This is not a Passacaglia is, indeed, a passacaglia! The irony of the title pays homage to one of my favourite painters of the Surrealist movement, René Magritte (1898–1967), and his iconic work
La Trahison des Images (
The Treachery of Images), better known as
Ceci n'est pas une pipe (
This is Not a Pipe). Magritte’s refined and biting creative humour has always fascinated me, and even though my musical work in no way attempts to represent that (or any other) painting by the Belgian master, I find some points of convergence of my musical language with characteristics of Magritte and Surrealism in general, namely the use of traditional elements, but not aligned in an orthodox manner. Thus, my
Passacaglia, which is not but it is, formally builds on the traditional principle of repetition of an
ostinato bass over which variations are successively built, although I do not use this technique in a linear or strict way.
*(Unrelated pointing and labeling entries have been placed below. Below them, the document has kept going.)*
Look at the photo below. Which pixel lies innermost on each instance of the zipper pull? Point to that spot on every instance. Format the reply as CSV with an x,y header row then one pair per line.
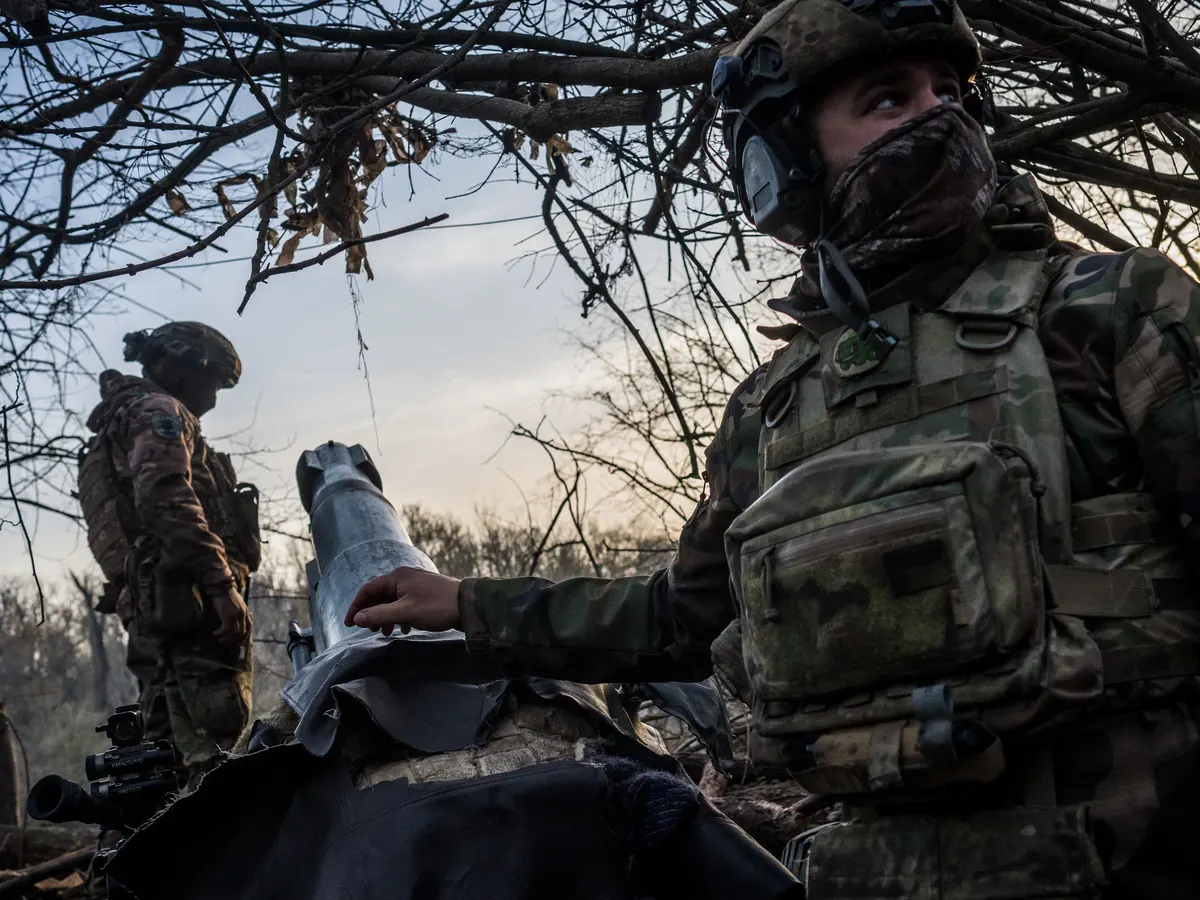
x,y
771,612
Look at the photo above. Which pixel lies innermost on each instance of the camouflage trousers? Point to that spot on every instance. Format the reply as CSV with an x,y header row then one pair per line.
x,y
1110,810
193,690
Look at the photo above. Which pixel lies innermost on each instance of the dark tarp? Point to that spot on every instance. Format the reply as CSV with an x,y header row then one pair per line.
x,y
283,825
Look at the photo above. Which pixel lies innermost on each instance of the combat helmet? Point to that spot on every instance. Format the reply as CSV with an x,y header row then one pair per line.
x,y
190,343
792,53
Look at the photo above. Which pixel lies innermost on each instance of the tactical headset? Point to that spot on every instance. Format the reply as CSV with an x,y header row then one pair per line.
x,y
772,153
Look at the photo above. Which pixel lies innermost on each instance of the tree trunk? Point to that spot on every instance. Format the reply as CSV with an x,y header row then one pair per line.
x,y
87,588
10,775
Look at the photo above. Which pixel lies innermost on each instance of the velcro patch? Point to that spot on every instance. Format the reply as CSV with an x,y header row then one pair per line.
x,y
167,426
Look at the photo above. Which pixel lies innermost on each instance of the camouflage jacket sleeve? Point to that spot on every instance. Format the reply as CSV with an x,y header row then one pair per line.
x,y
161,438
653,628
1125,351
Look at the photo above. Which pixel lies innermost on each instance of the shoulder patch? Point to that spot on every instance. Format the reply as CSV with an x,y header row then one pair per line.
x,y
167,426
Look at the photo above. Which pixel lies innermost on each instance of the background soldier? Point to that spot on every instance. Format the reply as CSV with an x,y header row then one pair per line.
x,y
983,617
175,535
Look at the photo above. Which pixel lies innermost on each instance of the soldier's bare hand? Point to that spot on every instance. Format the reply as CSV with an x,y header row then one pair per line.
x,y
234,616
406,598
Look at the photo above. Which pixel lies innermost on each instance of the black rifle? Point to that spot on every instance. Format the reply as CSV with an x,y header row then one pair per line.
x,y
129,784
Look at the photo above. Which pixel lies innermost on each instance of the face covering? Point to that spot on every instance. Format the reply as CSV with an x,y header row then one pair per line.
x,y
907,213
For instance, the
ostinato bass cycle itself, which initially serves as the basis for the musical development, is freely adulterated throughout the piece, not only by circulating between different instruments and changing registers, but also metamorphosing continuously in its structure, tempo, rhythm, direction, etc., even becoming a sumptuous melody for a long alto flute solo. By revisiting in the 21
st century this very ancient musical form (the origins of the
passacaglia go back to the early 17
th century in Spain), I sought a symbiosis between tradition and modernity that, like Magritte’s pipe, proposes a game of illusions. After all, being intrinsically ethereal, Music is perhaps the most illusory of the arts.